Lady Delacour hid her face in Belinda’s lap, and almost stifled by the violence of contending emotions, she at last gave vent to them, and sobbed aloud.
“Trust to one,” said Belinda, pressing her hand, with all the tenderness which humanity could dictate, “who will never leave you at the mercy of an insolent waiting-woman—trust to me.”
“Trust to you!” said Lady Delacour, looking up eagerly in Belinda’s face; “yes—I think—I may trust to you; for though a niece of Mrs. Stanhope’s, I have seen this day, and have seen with surprise, symptoms of artless feeling about you. This was what tempted me to open my mind to you when I found that I had lost the only friend—but I will think no more of that—if you have a heart, you must feel for me.—Leave me now—tomorrow you shall hear my whole history—now I am quite exhausted—ring for Marriott.” Marriott appeared with a face of constrained civility and latent rage. “Put me to bed, Marriott,” said Lady Delacour, with a subdued voice; “but first light Miss Portman to her room—she need not—yet—see the horrid business of my toilette.”

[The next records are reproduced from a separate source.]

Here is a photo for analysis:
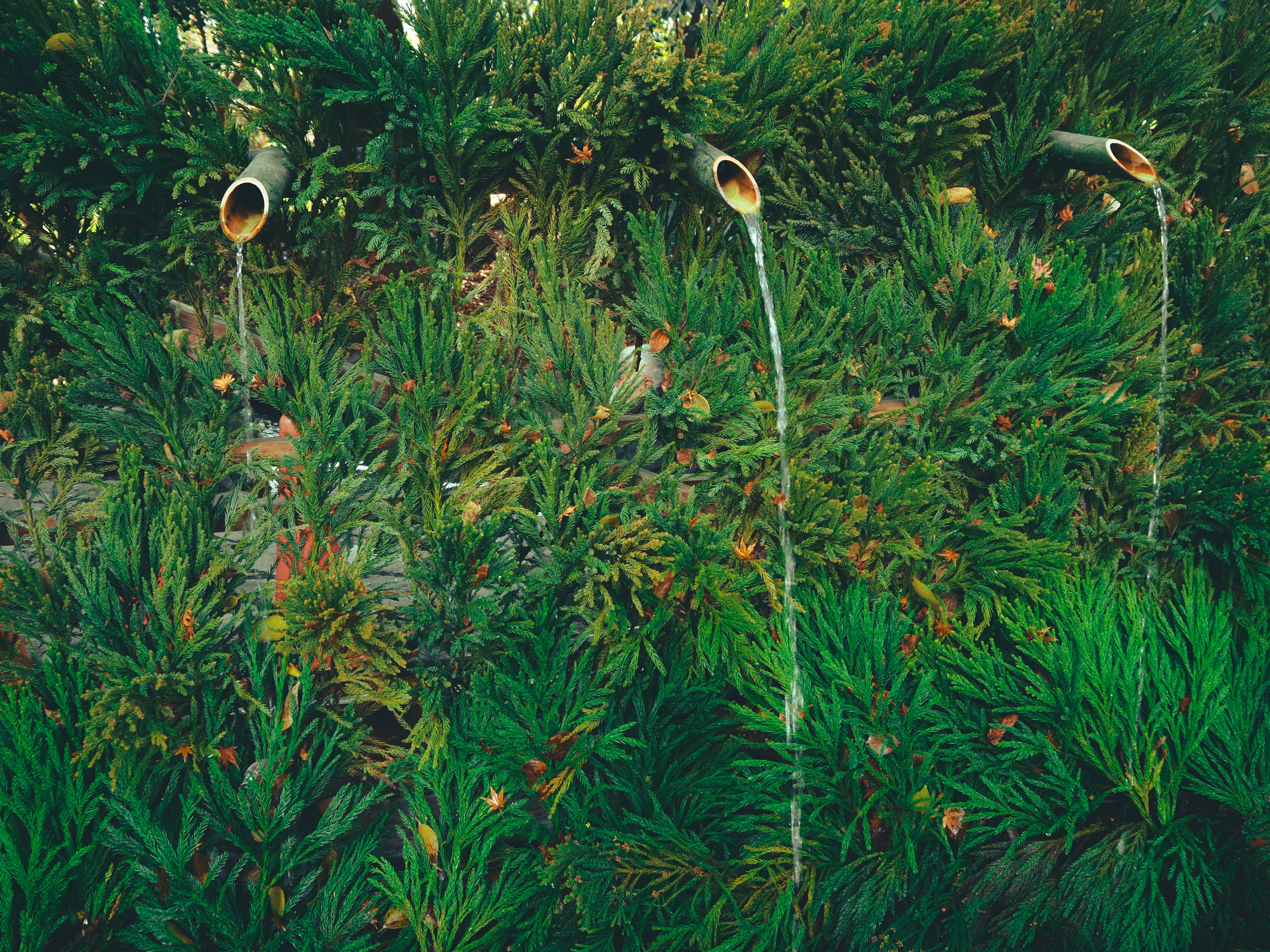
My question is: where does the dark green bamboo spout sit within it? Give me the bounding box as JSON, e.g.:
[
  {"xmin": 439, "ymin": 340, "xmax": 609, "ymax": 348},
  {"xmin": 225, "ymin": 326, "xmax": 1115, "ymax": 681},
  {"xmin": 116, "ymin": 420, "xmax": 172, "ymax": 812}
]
[
  {"xmin": 1049, "ymin": 132, "xmax": 1160, "ymax": 185},
  {"xmin": 688, "ymin": 136, "xmax": 763, "ymax": 215},
  {"xmin": 221, "ymin": 146, "xmax": 292, "ymax": 244}
]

Belinda, when she was left alone, immediately opened her shutters, and threw up the sash, to refresh herself with the morning air. She felt excessively fatigued, and in the hurry of her mind she could not think of any thing distinctly. She took off her masquerade dress, and went to bed in hopes of forgetting, for a few hours, what she felt indelibly impressed upon her imagination. But it was in vain that she endeavoured to compose herself to sleep; her ideas were in too great and painful confusion. For some time, whenever she closed her eyes, the face and form of Lady Delacour, such as she had just beheld them, seemed to haunt her; afterwards, the idea of Clarence Hervey, and the painful recollection of the conversation she had overheard, recurred to her: the words, “Do you think I don’t know that Belinda Portman is a composition of art and affectation?” fixed in her memory. She recollected with the utmost minuteness every look of contempt which she had seen in the faces of the young men whilst they spoke of Mrs. Stanhope, the match-maker. Belinda’s mind, however, was not yet sufficiently calm to reflect; she seemed only to live over again the preceding night. At last, the strange motley figures which she had seen at the masquerade flitted before her eyes, and she sunk into an uneasy slumber.